Three things are at play:
- Chip shortage has reduced the finished good inventory in auto supply chain. See my post on TSMC and Chip shortage. Because, the production has paused in various plants, customers can’t just drive off any model that they want off the lot.
- Customers are increasingly willing to order online and are even willing to wait — for a bit — for the product to arrive.
- Covid has negatively impacted physical test drives and purchasing at dealer ship sites.
So, the auto-selling problem has changed to resource allocation problem of chips. On which models should we put the chips?
Clearly, the models that sell well. [So it makes sense for a Mustang].
If it is really a chip shortage story, the query I have is how late is chip implanted in the production process.

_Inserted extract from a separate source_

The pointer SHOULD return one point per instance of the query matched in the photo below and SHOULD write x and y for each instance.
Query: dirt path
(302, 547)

My own understanding is that cars can be assembled without the chips. The final assembly of chips can be done but this entire processing takes weeks.

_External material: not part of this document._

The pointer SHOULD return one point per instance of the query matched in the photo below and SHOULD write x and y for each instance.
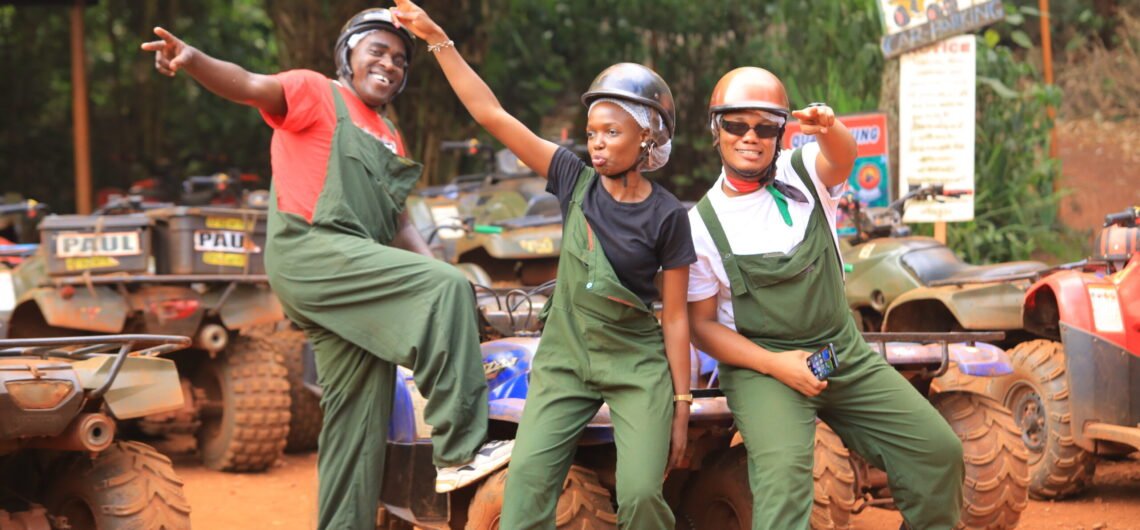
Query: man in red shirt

For make to order to work well, the chip implantation can be (and should be) done as late in the assembly process as possible. (Like fixing seats. This is why vegans can have the leather upholstered seats in their car switched out for cloth upholstery). Customers don’t mind ordering online, but they do hate waiting — so the success of Ford really depends on the quick execution of the last minute assembly.
Omnichannel is here.
Another giant pain for Ford is going to be how dealerships are going to respond to this idea. Transitioning from a physical network of high touch service centers to click-and-pick is an “omnichannel” challenge. I am not yet sure that the car companies are there yet. But, this is how Tesla has disrupted the old dealership model. Previously, in Tesla Scales Back, I had written that
Dealership Selling is an Old Business Model
Everyone who has bought a car knows that very few customers love dealerships. Car buyers have increasingly disliked the entire process of buying cars: visiting dealerships, uncomfortable negotiations, and an unshakable feeling being on the short end of the information asymmetry.
It was Tesla that first successfully rethought the automotive supply chain like a retail supply chain. This business model of distribution is Tesla’s remarkable and unorthodox strength. By going directly to the customer through factory-owned stores, Tesla did not over commit like other carmakers to excess inventory and complex contracts at dealerships. For sure, this road has definitely not been easy.

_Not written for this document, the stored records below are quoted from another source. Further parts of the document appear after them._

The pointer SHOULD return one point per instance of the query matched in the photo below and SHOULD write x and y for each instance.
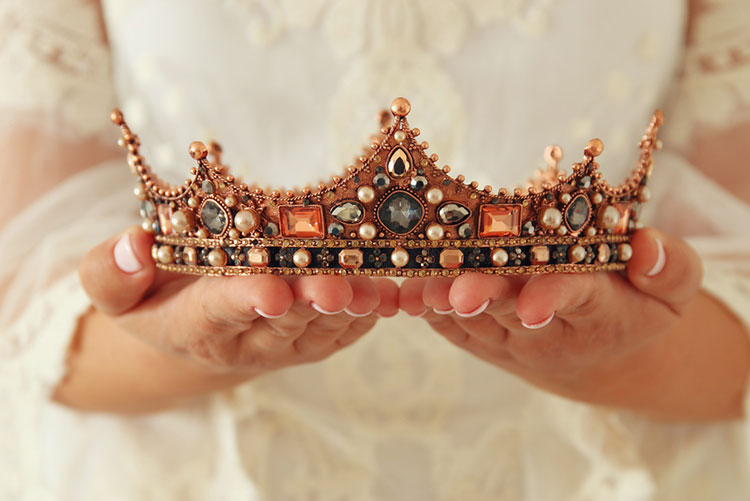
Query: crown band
(394, 213)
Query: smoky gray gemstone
(335, 229)
(418, 182)
(452, 213)
(577, 213)
(381, 181)
(214, 217)
(348, 212)
(400, 212)
(465, 230)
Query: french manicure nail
(475, 312)
(319, 309)
(443, 312)
(359, 315)
(539, 325)
(267, 315)
(661, 260)
(125, 257)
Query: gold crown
(393, 213)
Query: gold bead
(594, 148)
(400, 107)
(198, 150)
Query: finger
(117, 273)
(327, 294)
(473, 293)
(366, 297)
(665, 268)
(436, 295)
(410, 296)
(389, 292)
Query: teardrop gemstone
(577, 213)
(348, 212)
(400, 212)
(452, 213)
(398, 162)
(214, 217)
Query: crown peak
(400, 107)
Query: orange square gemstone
(165, 218)
(499, 220)
(301, 221)
(622, 225)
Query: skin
(631, 341)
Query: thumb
(665, 267)
(117, 273)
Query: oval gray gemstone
(577, 213)
(348, 212)
(452, 213)
(400, 212)
(214, 217)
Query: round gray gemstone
(348, 212)
(335, 229)
(465, 230)
(452, 213)
(381, 181)
(400, 212)
(577, 213)
(418, 182)
(214, 217)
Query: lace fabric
(401, 414)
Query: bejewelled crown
(393, 213)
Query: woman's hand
(219, 330)
(631, 340)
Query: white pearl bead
(644, 195)
(165, 254)
(180, 221)
(302, 258)
(367, 231)
(399, 257)
(499, 257)
(551, 218)
(624, 252)
(246, 220)
(434, 232)
(609, 217)
(366, 194)
(434, 195)
(577, 253)
(217, 257)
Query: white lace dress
(291, 89)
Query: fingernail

I am probably banging the same drum, but the reason dealerships should exist is for service.
Car companies ought to sell online as customers make more decisions online. But they still need dealerships not to just sell cars, but to keep its customers close. Desired brands such as Tesla and Ford Mustang ought to be thought of as product-service bundles, with service components being an important feature for retaining high-end customers.
So, we are going to be in the brave new online world — whether auto companies are ready or not.